I feel compelled to make the point that, though the opera was sung in English, a good deal of the text I found hard to follow, almost always when the voices were under pressure or singing in ensemble – a number of people I spoke to afterwards confirmed that they would have appreciated surtitles to better serve their understanding of the plot’s finer detail. The clearest enunciation came from Jared Holt in a piano-accompanied Prologue (the opening of a “written account” of the governess’s story) which he delivered in the role of a narrator. In my experience this loss of clarity is a common phenomenon with higher solo voices singing in the vernacular in a large venue – so, in making the difference for listeners between (a) a merely-pleasant-sounding and (b) a “made-more- intelligible” utterance I feel this would be something that everybody would surely want – having said all of this, I find myself wondering how singers themselves feel (felt?) about it?

Initially I was disappointed that the chamber ensemble accompanying the singers was set so far back on stage, almost as a kind of “noises off” accompaniment, having enjoyed so much the vivid interactions between voices and prominently-placed instruments in various recordings I listened to – in the course of the opera’s action I modified this viewpoint to an enjoyment and appreciation of the atmospheric ebb and flow of Britten’s scoring throughout the work. There was certainly no real lessening of impact during the opera’s most forceful moments, once our ears had gotten “the pitch of the hall”, and the quieter, more distant moments had a tragic beauty whose irony gave even more of an edge to the story’s overall impact.

The instrumental playing (largely members of Orchestra Wellington, led by violinist Justine Cormack), and complemented by pianist David Kelly (whose stylish solo accompanying Jared Holt’s narration opened the work) was directed with precision, verve and enthralling atmosphere by New Zealand-born conductor Holly Mathieson, whose work I hope to hear again before too long. I did want to SEE the players play, but as I’ve said the scenario called for a different conception which worked powerfully in its own way.

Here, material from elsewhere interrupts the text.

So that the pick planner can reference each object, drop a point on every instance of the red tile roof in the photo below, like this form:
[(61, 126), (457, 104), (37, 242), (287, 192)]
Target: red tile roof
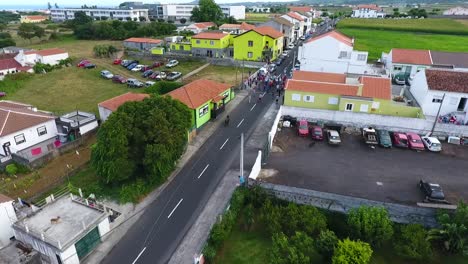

I couldn’t fathom at first why Alexandros Swallow (who sang Miles) was the first to appear on stage at the work’s beginning UNTIL he sat down at the piano and APPEARED to begin to play the aforementioned solo that accompanied the tenor to begin the opera – and then I remembered he was to play the piano in one of the opera’s later scenes (Variation XIII)  – both sequences were superbly played by the ACTUAL pianist David Kelly (and brilliantly mimed on stage by the young singer!). There were various divergencies of movement and stage placement from what I was expecting, all of which I thought worked save for the appearance of a bed pushed in for no apparent reason at the beginning of Act Two. The rest flowed with irresistible momentum!

Finally, this was a production that looked good and convincing, and maintained a kind of unity throughout – perhaps the scene by the lake during which Flora encounters Miss Jessel didn’t have much “outdoor” ambience, being kept under the omnipresent pall of darkly-inclined variants of illumination that marked nearly all of the scenarios! Still, Matthew Marshall’s lighting generally held us in thrall, scene by scene, by turns revealing and concealing, reassuring and malevolent, warm and chill, delicate and laden, the ambiences working well with designer Tracy Grant Lord’s “framed” portals which gave the spaces at once telescopically-extended vistas with oddly claustrophobic effects – “black holes” of imaginary space in which the characters play out life’s illusions. Director Thomas de Mallet Burgess, together with his assistant Eleanor Bishop, presided over a lucid, if challengingly ambivalent scenario of interaction between the players in the drama, encouraging the essences and their contradictions as expressed in people’s motivations for doing what they do – for ostensible good or evil, or for ends that accord with Peter Quint’s desperate enjoiner to Miles  – “You must be free!” Like anything (and this is perhaps Britten’s (and James’) ultimate message – such freedom comes at a price.